The CSO in a statement issued in Benin, Edo State, strongly detested the recently announced plans by petroleum company to sell its land-based and shallow offshore oil fields and infrastructure in the Niger Delta region.
The group alleged that Shell, having almost drained the region dry of oil and gas resources through reckless operations in the region, had something to hide by seeking to walk away from its crime scene with billions of dollars in its kitty.
According to the Programme Director of ERA/FoEN, Mike Karikpo, who signed the statement, the CSO group has been at the forefront of campaigns to leave the oil in the soil and to halt oil and gas extraction, but strongly deplores the insensitivity of the transnational corporations that have, in recent years, been divesting from the region.
Karipo noted that Shell and other entities have been collecting huge payouts for the oil fields and infrastructure sold and leaving local communities to deal with the devastation and destruction of the ecosystem, their lives and livelihoods.
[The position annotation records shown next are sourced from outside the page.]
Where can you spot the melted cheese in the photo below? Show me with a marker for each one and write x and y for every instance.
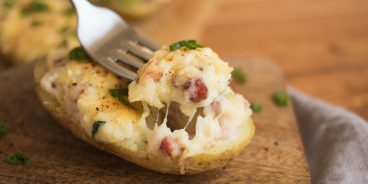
(82, 89)
(164, 77)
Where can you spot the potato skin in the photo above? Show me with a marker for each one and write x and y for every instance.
(192, 165)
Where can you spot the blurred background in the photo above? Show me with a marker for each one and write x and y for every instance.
(321, 45)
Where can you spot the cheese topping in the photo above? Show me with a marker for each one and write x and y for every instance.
(172, 115)
(192, 78)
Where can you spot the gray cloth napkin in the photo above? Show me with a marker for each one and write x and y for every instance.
(335, 141)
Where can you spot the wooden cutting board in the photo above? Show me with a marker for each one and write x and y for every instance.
(275, 154)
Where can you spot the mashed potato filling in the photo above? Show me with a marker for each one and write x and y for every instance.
(196, 81)
(31, 28)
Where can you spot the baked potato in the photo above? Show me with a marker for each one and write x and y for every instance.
(29, 29)
(179, 116)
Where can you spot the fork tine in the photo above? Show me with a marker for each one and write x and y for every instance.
(126, 58)
(111, 65)
(146, 43)
(137, 50)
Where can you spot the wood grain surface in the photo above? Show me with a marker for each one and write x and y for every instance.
(275, 154)
(321, 45)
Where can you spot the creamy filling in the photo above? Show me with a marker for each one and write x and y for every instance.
(82, 88)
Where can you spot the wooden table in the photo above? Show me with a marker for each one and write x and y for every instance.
(322, 45)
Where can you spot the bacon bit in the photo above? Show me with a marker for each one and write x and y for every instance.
(171, 59)
(216, 107)
(53, 84)
(169, 146)
(196, 90)
(156, 76)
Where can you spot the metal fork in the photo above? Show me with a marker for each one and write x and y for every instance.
(110, 41)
He stated: “Shell recently sold OML 17 to HEIRS Holding in a deal worth well over half a billion dollars and absolutely nothing was set aside for the remediation and restoration of the damaged ecosystem of communities around this area.“
The environment protection advocate pointed out that the call on the Federal Government became imperative in view of the antecedents of SPDC Nigeria for disdain for local communities and disrespect of Nigeria’s justice system.
For instance, Karipo cited the refusal of Shell to pay the N17 billion compensation awarded by a Nigerian court to the Ejama-Ebubu community in Eleme local government area of Rivers state for oil spills that devastated their land in 2010, to justify the CSO’s latest concerns.
The director further clarified: “This spill occurred during the Nigerian civil war 1967-1970 and Shell has refused to undertake proper cleanup of the spill area or pay the compensation set by the court. In November 2020 Shell lost an attempt to extricate itself from responsibility for the spill and the compensation cost awarded against it. The Nigerian supreme court rejected Shell’s bid to set aside the 2010 compensation award, with accruing interest the compensation claim now stands at a healthy N180 billion.”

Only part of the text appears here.